Note 1 — Nature of Business

Flagstar Capital Corporation (the “Company”) is an operating subsidiary of Flagstar Bank, FSB (the “Bank”), a federally chartered stock savings bank founded in 1987. The primary business of the Company is to acquire, hold, and manage residential mortgage loans that will generate net earnings that can be distributed to stockholders. The Company has elected to be treated as a Real Estate Investment Trust (“REIT”) for federal tax purposes and must satisfy various requirements as discussed herein.

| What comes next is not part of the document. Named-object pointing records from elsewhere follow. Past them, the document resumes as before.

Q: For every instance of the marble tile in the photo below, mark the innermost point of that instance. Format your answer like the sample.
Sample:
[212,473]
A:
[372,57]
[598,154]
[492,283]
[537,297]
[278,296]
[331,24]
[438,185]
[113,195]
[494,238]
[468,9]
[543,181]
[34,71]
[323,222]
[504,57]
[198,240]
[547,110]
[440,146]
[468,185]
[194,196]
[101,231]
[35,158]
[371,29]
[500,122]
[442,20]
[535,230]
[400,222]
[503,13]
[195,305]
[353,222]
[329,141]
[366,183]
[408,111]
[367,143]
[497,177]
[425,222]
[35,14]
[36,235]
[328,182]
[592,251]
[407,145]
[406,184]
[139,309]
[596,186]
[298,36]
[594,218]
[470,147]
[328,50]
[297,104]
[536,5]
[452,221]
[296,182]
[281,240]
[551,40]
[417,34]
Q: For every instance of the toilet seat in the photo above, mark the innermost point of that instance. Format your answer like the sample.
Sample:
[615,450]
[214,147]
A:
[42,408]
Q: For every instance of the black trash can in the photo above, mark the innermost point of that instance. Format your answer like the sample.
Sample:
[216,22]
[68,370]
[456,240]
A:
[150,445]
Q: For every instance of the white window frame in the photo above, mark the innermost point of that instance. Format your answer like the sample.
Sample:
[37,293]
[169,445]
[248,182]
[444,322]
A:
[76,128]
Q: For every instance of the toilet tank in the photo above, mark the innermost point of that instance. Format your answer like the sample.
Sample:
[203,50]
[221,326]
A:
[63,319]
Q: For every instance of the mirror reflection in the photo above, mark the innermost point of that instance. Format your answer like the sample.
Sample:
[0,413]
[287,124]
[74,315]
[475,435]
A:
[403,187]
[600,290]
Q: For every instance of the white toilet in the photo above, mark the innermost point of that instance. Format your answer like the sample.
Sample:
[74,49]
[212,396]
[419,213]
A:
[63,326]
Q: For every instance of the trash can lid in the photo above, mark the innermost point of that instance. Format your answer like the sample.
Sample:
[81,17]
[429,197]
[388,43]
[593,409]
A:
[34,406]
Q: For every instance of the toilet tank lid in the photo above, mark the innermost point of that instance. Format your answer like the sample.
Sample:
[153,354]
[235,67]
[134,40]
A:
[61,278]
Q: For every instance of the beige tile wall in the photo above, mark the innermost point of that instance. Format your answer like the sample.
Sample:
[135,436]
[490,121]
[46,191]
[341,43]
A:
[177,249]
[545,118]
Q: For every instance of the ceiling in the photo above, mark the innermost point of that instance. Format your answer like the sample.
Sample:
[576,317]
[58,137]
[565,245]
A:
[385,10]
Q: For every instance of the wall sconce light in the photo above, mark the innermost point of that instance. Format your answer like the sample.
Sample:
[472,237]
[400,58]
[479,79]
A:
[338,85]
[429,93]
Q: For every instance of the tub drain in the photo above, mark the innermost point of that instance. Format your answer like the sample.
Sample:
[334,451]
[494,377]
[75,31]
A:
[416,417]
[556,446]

Note 2. — Basis of Presentation

The accompanying consolidated unaudited financial statements of the Company have been prepared in accordance with generally accepted accounting principles for interim information and in accordance with the instructions to Form 10-Q and Article 10 of Regulation S-X as promulgated by the Securities and Exchange Commission. Accordingly, they do not include all the information and footnotes required by generally accepted accounting principles for complete financial statements. In the opinion of management, all adjustments (consisting of normal recurring accruals) considered necessary for a fair presentation have been included. All interim amounts are subject to year-end audit, the results of operations for the interim period herein are not necessarily indicative of the results that may be expected for the year ending December 31, 2001.

Note 3. Subsequent Events

Flagstar Capital, a real estate investment trust and second tier subsidiary of Flagstar Bancorp, moved its preferred stock from the Nasdaq Stock Market to the New York Stock Exchange. The securities, which formerly traded under the symbol “FLGSP”, now trade under the symbol “FBC-P”.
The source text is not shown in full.